Asymmetric cell division is one of the fundamental mechanisms to produce cell diversity. It was reported that components of the transcriptional Mediator complex, DPY-22/MED12 and LET-19/MED13, are required for asymmetric cell division of the T cell in C.elegans. By screening for mutants with abnormal T cell lineage, we isolated mutants of the
cdk-8/CDK8 and
cic-1/CyclinC genes that encode other components of the Mediator complex. In addition to the T cell lineage,
dpy-22,
let-19,
cdk-8 and
cic-1 are also required for the asymmetric cell fates in V5.p lineage. These results indicate that these four genes are required for transcriptional regulation during multiple asymmetric cell divisions. The Mediator complex is a large multisubunit complex that consists of four modules. It is known that SRB8/MED12, SRB9/MED13, SRB10/CDK8, and SRB11/CyclinC form module in yeast. Phosphorylation by CDK8 is an important output from this module. CDK8/SRB10 phosphorylates PolII, CyclinH or DNA-binding transcription factors to repress transcription in mammal and yeast. CyclinC/SRB11 is known as a binding partner of CDK8/SRB10. But, the function of SRB8/MED12/DPY-22 and SRB9/MED13/LET-19 is not clear yet. However, it is expected that MED12 and MED13 may regulate the kinase activity of CDK8 since they are components of the same module.
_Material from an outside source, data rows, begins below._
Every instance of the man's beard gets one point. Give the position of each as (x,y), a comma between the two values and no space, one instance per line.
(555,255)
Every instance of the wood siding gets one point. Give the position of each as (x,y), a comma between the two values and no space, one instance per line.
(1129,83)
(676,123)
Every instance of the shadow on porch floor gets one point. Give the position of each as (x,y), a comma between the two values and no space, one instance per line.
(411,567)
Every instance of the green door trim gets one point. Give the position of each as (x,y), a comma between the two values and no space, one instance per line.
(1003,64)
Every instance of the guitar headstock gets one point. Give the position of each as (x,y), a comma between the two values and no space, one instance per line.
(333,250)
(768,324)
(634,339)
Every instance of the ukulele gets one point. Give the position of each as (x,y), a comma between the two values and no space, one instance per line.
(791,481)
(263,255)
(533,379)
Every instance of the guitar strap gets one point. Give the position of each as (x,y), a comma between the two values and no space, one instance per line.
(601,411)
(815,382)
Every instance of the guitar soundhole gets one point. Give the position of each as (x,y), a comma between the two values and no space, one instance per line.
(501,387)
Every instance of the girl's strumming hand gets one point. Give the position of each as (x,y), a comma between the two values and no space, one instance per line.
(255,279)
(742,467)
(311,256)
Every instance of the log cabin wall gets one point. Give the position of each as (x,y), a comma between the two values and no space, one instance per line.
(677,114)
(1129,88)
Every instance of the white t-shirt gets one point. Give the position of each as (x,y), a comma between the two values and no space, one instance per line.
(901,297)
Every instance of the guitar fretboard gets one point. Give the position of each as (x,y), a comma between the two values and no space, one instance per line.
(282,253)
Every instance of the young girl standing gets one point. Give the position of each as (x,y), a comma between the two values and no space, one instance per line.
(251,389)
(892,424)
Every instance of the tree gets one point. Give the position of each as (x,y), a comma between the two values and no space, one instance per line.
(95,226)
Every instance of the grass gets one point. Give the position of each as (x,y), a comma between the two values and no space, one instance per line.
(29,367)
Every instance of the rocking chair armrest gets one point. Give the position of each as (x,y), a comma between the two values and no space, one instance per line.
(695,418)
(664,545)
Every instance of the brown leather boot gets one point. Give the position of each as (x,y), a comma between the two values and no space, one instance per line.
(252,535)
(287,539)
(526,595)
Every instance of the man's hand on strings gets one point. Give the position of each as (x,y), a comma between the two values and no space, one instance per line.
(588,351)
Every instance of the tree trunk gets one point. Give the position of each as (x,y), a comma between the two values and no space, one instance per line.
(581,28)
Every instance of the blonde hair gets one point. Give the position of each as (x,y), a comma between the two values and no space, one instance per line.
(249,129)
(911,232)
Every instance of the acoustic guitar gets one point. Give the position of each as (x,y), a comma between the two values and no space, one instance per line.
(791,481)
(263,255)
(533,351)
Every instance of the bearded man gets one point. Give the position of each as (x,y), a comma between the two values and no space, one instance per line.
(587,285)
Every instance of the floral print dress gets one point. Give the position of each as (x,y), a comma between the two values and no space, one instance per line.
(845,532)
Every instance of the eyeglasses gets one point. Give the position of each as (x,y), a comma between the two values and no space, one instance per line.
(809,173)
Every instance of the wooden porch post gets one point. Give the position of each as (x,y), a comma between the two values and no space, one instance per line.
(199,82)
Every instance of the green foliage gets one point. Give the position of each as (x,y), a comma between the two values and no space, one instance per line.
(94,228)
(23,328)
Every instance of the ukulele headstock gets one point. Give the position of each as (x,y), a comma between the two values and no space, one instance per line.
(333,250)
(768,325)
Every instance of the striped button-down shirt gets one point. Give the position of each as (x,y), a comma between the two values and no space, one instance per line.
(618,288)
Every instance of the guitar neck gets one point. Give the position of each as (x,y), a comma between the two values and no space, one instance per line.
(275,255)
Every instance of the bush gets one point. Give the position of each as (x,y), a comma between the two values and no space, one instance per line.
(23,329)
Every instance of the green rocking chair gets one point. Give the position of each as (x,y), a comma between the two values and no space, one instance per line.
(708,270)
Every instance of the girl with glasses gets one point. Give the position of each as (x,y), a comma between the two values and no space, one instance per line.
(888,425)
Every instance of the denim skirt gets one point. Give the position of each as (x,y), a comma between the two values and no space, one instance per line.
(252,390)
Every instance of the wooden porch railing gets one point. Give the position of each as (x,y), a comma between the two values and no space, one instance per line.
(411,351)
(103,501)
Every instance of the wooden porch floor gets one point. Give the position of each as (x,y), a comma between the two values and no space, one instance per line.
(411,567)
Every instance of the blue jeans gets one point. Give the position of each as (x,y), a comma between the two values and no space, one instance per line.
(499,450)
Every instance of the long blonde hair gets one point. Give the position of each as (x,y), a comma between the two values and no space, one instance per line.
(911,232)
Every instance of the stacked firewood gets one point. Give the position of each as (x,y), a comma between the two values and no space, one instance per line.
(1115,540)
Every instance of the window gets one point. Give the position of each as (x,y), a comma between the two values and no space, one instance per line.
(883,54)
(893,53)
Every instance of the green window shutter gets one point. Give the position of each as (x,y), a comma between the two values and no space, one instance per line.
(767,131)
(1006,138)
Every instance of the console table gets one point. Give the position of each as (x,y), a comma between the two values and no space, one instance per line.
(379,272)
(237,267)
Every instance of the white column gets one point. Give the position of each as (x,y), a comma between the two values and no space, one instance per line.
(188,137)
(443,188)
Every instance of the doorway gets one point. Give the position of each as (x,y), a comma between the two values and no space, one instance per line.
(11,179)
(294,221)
Actually, analyses of four mutants,
dpy-22,
let-19,
cdk-8 and
cic-1, indicates that DPY-22 and LET-19 have antagonistic role to CDK-8 to regulate
tlp-1 expression in the T cell lineage.
tlp-1::gfp expression is higher in posterior daughter of the T cell than in anterior daughter in wild-type animal. In
dpy-22 or
let-19 mutants, intense
tlp-1 expression is observed in the both daughter cells. In contrast,
tlp-1::gfp expression was weak in those of
cdk-8 or
cic-1 mutants. These results indicate that
cdk-8 and
cic-1 is required for up-regulation of the
tlp-1 expression but
dpy-22 and
let-19 is required for down-regulation. DPY-22 and LET-19 may be required for the repression of the CDK-8 activity. In addition to the antagonistic role, the following results indicate that LET-19 and DPY-22 appear to have CDK-8-independent roles.
dpy-22 or
let-19 mutants showed stronger defect in the V5.p lineage and in the vulva (Multivulva) than putative
cdk-8 or
cic-1 null mutant. In addition,
cdk-8 or
cic-1 null mutants are fertile but
let-19 or
dpy-22 mutants were sterile or semi-sterile respectively. Together with the result of
tlp-1 expression, DPY-22 and LET-19 may have complex function to regulate the multiple output from the module containing these proteins.